Top positive review
Seems heavier-duty than store-bought standard wipes; can slightly damage surfaces
Reviewed in the United States on November 22, 2017
(Wife): Forget the Lysol or even Chlorox wipes you can get at the store, unless these hydrogen peroxide wipes are too strong for you. So far, these wipes seem as if they may be the real deal.
That said, I am a germophobe, use them religiously, and abuse them a bit.
These wipes can damage finishes on wood and leave residue on surfaces, including on plastic and some metal surfaces. But, after you let the stuff dry properly to kill everything, you can often -- not always, but often -- use water (I think) to remove the residue.
If you leave a wipe in your hands with no gloves on, it will dry out your skin. If you leave a wipe in your hands for a while -- or use them too much with no gloves -- the outer layer of your skin may turn white and die off from the chemical reaction. Doesn't bother me that much. I use gloves when I can; but I don't always have a set handy. Seems to be your standard chemical reaction on skin when you use hydrogen peroxide on a wound, for example.
Anyway, last year, our family came down with a horrible stomach bug -- possibly the worst one I've had so far in my life. Unfortunately, I did not have these wipes then. I used the standard Lysol wipes in the hopes that that would be enough, and good grief, what a joke! Those wipes didn't kill what I needed them to kill. EVERYONE got the bug!

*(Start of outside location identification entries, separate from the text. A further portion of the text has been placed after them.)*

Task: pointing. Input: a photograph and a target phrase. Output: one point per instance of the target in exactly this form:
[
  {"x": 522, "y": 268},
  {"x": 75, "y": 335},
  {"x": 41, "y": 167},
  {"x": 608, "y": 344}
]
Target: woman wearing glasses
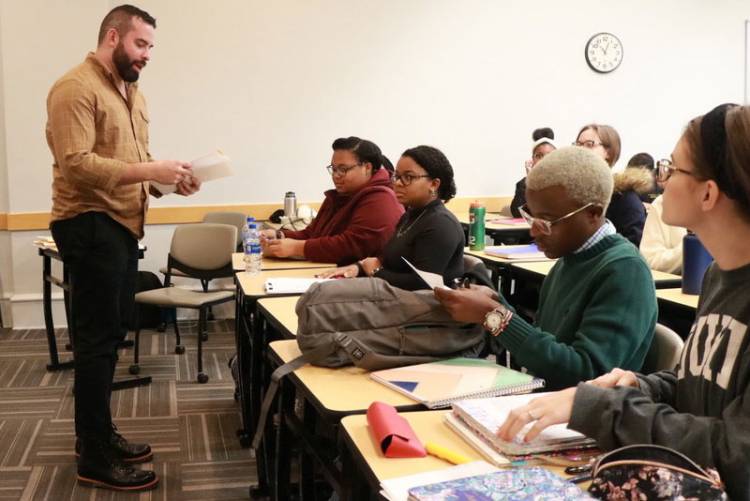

So then, I got smart, and ordered these. I used them downstairs in my parents' guest bedroom and hall bath -- since our daughter and I were unfortunately visiting my parents when this fiasco happened -- and sometime a little while later, when my sister and brother-in-law were staying in that same bedroom -- they were not there during the outbreak, so they were initially spared -- guess what? They didn't get sick! BOOYAH!!!! Now THAT'S the type of disinfection I'm talkin' 'bout!
Did these wipes truly do the job? I think that yeah, they did. But, for what it's worth, our daughter just got another stomach bug about a year later, so we are testing out the wipes again. In the meantime when I've used the wipes to disinfect stuff, it seems to me that stuff has stayed clean.
Now, about kids' germs / stomach bugs and these wipes: these wipes seem to be decent on doorknobs and faucets (although they may damage the finish sometimes); but obviously, they don't do much to help with carpet spills. That said, if you have a smoother flooring, I've found that they seem to work on hardwood flooring (pre-finished -- this product can dull some high-gloss varnishes) and ceramic / porcelain tile. And as for kitchen counter surfaces: I hate to say it, but I've found them to work best on old-school formica. With granite, you have cracks and crevices. If you do use this product on granite, be sure to clean out and disinfect any cracks and crevices, and reseal afterward. (In granite, the germs like to hide in the cracks and crevices.) This product will likely damage at least mildly marble, travertine and your standard cultured marble. As for wood cabinetry, yes, you can do some damage to the finish of the wood in some cases, although I generally find the damage to be fairly minimal, vs. the protection this product should provide. As for plastics, the effect of this product varies. Poor-quality plastics can off-gas from using this type of wipe. I have observed that with a soft-ish plastic table cloth, not hard plastics so much.
As for kids getting into these wipes: these wipes can damage skin and I think may be hazardous in other ways, per labeling (not sure)-- nothing all that bad for the average adult using them as directed, although potentially problematic for the little ones. What I do is buy the canisters, so that our three-year-old can't open and waste a tub of these wipes, and so that she doesn't end up damaging her skin or anything with the wipes (such as her body, clothes or walls or other surfaces). The canisters have small openings that tend to make it more challenging to remove the wipes, in the event that a kid gets into a canister. (Our kid has figured out the "childproof" locks, so so much for that.)
One final thought: This is my third order for these wipes on Amazon. I've given them away as a gift, and am reordering now that we are low on these wipes at home. That's how happy I am with these wipes.
So anyway, yes, these wipes can damage surfaces and human skin; but so far, these wipes really do seem to me to outperform standard store-bought wipes when you're in need of a deep clean (stomach bugs and other especially "difficult to disinfect" bugs).